The first time I took a yoga class it was in a gym. I had a membership that allowed me to go to an unlimited number of classes. Along with step class, spin class, and kickboxing, I decided to get down on a mat and try yoga. Back then, (20 years ago!) yoga felt like any other exercise class. The room was cold and bright. There was no music so I could hear the clank and bang of people re-racking weights and dropping dumbbells. I liked it pretty well, it felt good in my body, but I wasn't moved enough to start a consistent practice, or even dream of trying it at home on my own.
I dabbled in yoga on and off for years. I got into Bikram yoga for a while (a series of 26 postures practiced in a very hot room). It felt like a natural extension of the workout experience I knew. I would push hard, sweat hard, and feel like I really did something! That was when I decided that I wanted to be a yoga teacher. Unfortunately, at that time the cost of the training was prohibitive, and I couldn't get away for the number of weeks requisite to complete the training. I was in my early 20s then, moving apartments often, changing jobs like clothes, and my infatuation with Bikram was not meant to last.

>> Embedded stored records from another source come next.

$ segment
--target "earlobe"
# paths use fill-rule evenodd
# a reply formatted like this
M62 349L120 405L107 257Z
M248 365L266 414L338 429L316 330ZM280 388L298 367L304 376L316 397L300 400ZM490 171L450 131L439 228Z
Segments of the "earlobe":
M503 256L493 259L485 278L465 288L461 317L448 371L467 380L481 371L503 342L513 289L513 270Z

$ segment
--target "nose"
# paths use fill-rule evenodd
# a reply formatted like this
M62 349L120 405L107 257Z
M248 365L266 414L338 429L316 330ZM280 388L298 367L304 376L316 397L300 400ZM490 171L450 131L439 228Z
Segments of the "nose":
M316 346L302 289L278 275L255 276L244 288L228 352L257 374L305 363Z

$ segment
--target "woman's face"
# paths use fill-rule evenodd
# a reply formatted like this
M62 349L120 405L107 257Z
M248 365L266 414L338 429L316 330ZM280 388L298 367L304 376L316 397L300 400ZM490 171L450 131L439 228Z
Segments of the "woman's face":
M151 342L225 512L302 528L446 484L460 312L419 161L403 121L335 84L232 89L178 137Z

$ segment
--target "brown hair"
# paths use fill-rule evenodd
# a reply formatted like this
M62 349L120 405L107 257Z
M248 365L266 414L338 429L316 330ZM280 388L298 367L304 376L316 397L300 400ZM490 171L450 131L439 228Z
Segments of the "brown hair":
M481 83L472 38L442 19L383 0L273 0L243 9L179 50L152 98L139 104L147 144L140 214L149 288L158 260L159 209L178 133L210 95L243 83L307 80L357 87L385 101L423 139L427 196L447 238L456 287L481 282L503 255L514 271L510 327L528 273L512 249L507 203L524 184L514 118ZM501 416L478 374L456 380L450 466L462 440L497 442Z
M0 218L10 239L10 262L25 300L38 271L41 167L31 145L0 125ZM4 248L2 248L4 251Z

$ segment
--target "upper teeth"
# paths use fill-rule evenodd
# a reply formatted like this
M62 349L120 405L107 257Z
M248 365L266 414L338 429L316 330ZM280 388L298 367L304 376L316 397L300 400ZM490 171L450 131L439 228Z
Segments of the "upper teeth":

When I turned 30, like for so many others, there was a seismic shift. While it had probably taken years, my body felt like it had changed overnight. I developed headaches lasting weeks, stomach issues that persisted everyday, and anxiety. I went to my doctor first. She gave me instructions to change the way I eat, change the way I move, and she also suggested a therapist. I was uncomfortable and afraid, but I went. I learned to seek help when I need it. My therapist and I did as much work as we could talking, and then she suggested we breathe together. The breathing practices alone transformed my anxiety into serenity and calm (with occasional tears, there's nothing wrong with that!). She suggested I reconnect with yoga.
The yoga I came to practice and love was very different from the yoga I learned in my past. My yoga practice today is transformative, it opens me up to new ideas and possibilities! I was encouraged by my teacher to try teacher training. I heard an echo from my past dream. I was afraid and excited. I have a bachelor's degree in English and Philosophy. My master's degree is in Environmental Studies. I really did, and still want to work on the protection and responsible stewardship of our natural environment. But then I thought, why not let go of what's not happening now? Why not learn to teach yoga today? The opportunity is in front of me. I can change my life and help so many others change theirs.
I started with 200 hours of teacher training, then completed 500 hours, and now I am working on 1000 hours of teacher training! I never planned it. I try not to over plan anymore. I just focus on my opportunities, the gifts of today, and this breath.